Here is an example test that should pass:
[Fact]
public void Test_SavingPatientNameWithMultiEncoding()
{
var patientName = "Yamada^Tarou=山田^太郎=やまだ^たろう";
var dataset = new DicomDataset
{
{ DicomTag.SOPClassUID, DicomUID.SecondaryCaptureImageStorage },
{ DicomTag.SOPInstanceUID, DicomUIDGenerator.GenerateDerivedFromUUID() },
{ DicomTag.SpecificCharacterSet, "\\ISO 2022 IR 87" },
{ DicomTag.PatientName, patientName}
};
var dicomFile = new DicomFile(dataset);
var stream = new MemoryStream();
dicomFile.Save(stream);
stream.Seek(0, SeekOrigin.Begin);
var inFile = DicomFile.Open(stream);
Assert.Equal(patientName, inFile.Dataset.GetString(DicomTag.PatientName));
}
A few considerations taken from the other issue:
- to find errors in encodings, the used encoding shall be constructed with
EncoderFallback.ExceptionFallback
(as is already done for decoding) - tags with VR PN shall be handled by encoding each component separately (if encoding with the first value fails)

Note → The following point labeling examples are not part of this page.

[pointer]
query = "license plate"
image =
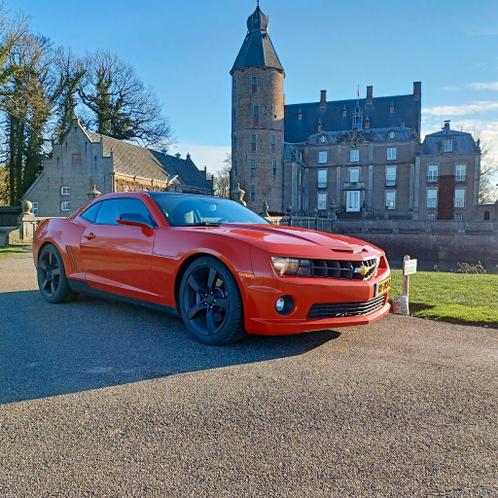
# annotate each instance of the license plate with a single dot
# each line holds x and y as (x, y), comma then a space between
(383, 286)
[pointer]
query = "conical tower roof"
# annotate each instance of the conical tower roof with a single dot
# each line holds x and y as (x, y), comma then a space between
(257, 49)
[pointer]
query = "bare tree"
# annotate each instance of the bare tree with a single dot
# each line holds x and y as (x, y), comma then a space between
(489, 175)
(122, 107)
(221, 179)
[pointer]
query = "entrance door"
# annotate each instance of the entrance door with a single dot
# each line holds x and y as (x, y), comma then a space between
(446, 198)
(353, 201)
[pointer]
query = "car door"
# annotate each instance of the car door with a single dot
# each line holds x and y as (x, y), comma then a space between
(118, 258)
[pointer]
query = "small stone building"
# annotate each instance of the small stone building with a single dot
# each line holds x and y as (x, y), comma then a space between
(84, 160)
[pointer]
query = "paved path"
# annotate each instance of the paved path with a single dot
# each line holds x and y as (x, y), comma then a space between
(405, 407)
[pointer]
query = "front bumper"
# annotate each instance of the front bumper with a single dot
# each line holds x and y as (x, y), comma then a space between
(261, 294)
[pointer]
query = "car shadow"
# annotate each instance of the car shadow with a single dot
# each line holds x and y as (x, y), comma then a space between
(47, 350)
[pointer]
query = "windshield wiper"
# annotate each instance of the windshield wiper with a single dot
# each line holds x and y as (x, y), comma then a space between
(201, 224)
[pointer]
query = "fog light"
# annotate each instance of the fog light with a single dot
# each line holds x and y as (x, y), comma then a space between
(284, 305)
(280, 304)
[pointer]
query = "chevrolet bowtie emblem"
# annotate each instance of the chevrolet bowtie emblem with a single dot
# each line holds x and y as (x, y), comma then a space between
(362, 270)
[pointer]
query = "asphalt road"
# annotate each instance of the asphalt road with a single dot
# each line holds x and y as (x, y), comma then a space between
(404, 407)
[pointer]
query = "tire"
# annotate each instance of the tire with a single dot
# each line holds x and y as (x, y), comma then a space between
(210, 303)
(52, 280)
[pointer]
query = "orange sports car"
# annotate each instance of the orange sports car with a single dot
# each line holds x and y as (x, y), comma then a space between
(225, 270)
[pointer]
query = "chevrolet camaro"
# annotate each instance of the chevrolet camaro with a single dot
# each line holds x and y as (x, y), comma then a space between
(225, 270)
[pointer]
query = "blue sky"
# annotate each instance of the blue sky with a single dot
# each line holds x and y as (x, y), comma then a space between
(185, 49)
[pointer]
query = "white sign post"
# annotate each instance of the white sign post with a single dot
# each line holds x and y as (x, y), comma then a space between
(401, 305)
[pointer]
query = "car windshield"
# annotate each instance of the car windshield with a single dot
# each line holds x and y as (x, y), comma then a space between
(192, 210)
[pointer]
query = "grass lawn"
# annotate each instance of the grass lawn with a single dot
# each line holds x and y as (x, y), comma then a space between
(452, 297)
(10, 250)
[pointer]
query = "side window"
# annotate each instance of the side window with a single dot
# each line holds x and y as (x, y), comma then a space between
(91, 213)
(112, 209)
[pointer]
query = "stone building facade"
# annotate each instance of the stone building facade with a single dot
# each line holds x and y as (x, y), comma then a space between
(362, 157)
(85, 161)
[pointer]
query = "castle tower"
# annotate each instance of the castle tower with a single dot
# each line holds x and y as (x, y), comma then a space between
(258, 117)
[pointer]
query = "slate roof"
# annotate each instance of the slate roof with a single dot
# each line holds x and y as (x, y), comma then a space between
(257, 49)
(133, 160)
(463, 142)
(407, 112)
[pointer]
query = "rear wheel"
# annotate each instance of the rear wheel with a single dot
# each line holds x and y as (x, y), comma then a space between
(210, 302)
(52, 280)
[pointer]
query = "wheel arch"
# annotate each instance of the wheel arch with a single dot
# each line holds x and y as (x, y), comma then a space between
(190, 259)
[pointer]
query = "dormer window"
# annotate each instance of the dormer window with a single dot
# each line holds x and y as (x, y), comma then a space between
(357, 119)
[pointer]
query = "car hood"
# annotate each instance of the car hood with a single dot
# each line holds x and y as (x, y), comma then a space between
(293, 241)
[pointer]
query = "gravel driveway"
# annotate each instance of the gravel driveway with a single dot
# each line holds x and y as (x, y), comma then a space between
(107, 399)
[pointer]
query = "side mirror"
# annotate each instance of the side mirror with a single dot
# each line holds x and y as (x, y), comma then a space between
(136, 220)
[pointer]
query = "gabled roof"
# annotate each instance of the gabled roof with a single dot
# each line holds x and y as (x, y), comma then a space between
(463, 142)
(337, 115)
(257, 49)
(133, 160)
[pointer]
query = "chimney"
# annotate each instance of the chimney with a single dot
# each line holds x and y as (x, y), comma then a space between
(323, 98)
(369, 94)
(417, 91)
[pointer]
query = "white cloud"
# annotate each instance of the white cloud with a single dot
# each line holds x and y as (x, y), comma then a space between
(212, 156)
(461, 109)
(490, 85)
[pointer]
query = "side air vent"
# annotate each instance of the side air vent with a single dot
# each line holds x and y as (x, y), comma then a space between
(72, 259)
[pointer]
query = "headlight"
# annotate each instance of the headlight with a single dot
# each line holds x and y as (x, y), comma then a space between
(291, 266)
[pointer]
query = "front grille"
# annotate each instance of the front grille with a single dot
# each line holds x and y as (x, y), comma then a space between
(337, 310)
(353, 270)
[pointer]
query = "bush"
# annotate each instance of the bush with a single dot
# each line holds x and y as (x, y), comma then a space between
(471, 268)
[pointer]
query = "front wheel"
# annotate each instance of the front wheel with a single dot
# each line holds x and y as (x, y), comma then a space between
(210, 303)
(52, 280)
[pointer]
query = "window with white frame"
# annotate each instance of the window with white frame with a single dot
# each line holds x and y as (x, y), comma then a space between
(322, 178)
(66, 206)
(321, 201)
(432, 172)
(392, 153)
(459, 197)
(354, 175)
(390, 200)
(354, 155)
(432, 198)
(254, 165)
(390, 176)
(353, 201)
(460, 172)
(322, 157)
(254, 142)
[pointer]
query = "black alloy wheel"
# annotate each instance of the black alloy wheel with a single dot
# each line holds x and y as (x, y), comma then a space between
(210, 302)
(52, 280)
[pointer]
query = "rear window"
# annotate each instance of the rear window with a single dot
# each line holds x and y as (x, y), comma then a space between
(90, 214)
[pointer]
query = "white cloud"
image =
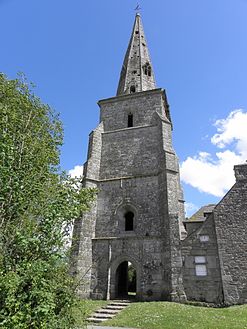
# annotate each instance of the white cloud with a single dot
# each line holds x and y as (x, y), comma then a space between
(190, 209)
(214, 174)
(77, 171)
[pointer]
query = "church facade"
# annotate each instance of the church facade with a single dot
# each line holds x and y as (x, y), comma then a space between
(136, 224)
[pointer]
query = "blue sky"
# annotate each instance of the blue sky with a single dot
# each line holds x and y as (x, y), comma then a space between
(73, 52)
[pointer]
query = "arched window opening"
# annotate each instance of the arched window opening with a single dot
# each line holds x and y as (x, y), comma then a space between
(126, 280)
(132, 89)
(129, 221)
(130, 120)
(147, 69)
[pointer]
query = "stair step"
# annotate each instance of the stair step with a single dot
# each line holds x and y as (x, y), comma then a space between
(119, 304)
(108, 311)
(115, 307)
(96, 320)
(103, 315)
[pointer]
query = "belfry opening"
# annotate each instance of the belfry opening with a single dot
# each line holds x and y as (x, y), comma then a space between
(126, 280)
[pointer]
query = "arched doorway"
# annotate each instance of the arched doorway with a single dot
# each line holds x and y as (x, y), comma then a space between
(126, 280)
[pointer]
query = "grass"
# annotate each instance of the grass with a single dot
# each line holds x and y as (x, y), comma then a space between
(85, 308)
(165, 315)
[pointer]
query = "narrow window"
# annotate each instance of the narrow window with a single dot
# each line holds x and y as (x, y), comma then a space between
(132, 89)
(204, 238)
(130, 120)
(200, 266)
(129, 221)
(147, 69)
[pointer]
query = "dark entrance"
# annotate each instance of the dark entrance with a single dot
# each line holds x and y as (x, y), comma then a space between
(125, 280)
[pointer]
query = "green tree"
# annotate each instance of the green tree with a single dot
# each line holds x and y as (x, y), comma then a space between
(37, 206)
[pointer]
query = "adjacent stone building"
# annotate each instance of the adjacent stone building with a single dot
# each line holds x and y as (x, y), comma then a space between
(138, 215)
(215, 252)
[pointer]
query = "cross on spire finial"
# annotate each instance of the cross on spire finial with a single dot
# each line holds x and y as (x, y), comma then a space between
(137, 8)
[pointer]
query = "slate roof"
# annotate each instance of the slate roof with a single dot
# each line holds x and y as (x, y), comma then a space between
(199, 216)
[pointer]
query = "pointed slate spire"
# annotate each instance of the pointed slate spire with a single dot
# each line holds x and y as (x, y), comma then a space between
(137, 72)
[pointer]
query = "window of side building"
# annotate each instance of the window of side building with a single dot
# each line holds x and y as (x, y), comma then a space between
(200, 266)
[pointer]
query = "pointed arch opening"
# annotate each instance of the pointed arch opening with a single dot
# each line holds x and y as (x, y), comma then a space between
(126, 280)
(147, 69)
(130, 120)
(132, 89)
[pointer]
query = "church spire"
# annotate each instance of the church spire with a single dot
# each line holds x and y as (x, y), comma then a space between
(137, 72)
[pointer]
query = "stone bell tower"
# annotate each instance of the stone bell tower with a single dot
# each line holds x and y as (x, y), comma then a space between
(137, 216)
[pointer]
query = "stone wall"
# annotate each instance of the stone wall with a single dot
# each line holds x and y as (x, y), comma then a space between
(206, 288)
(231, 222)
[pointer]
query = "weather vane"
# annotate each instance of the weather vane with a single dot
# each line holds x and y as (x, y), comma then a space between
(137, 8)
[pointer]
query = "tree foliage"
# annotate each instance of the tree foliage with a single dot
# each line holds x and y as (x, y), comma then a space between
(37, 205)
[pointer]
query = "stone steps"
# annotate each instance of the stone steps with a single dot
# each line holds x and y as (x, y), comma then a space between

- any encoded string part that does not use the first character set shall be surrounded by the proper escape sequences (as already used in decoding)
- we have to decide if we want to support strings or PN components which need more than one encoding to encode, as these are difficult to implement and practically non-existent
Note: There is already a TODO comment in the problematic code.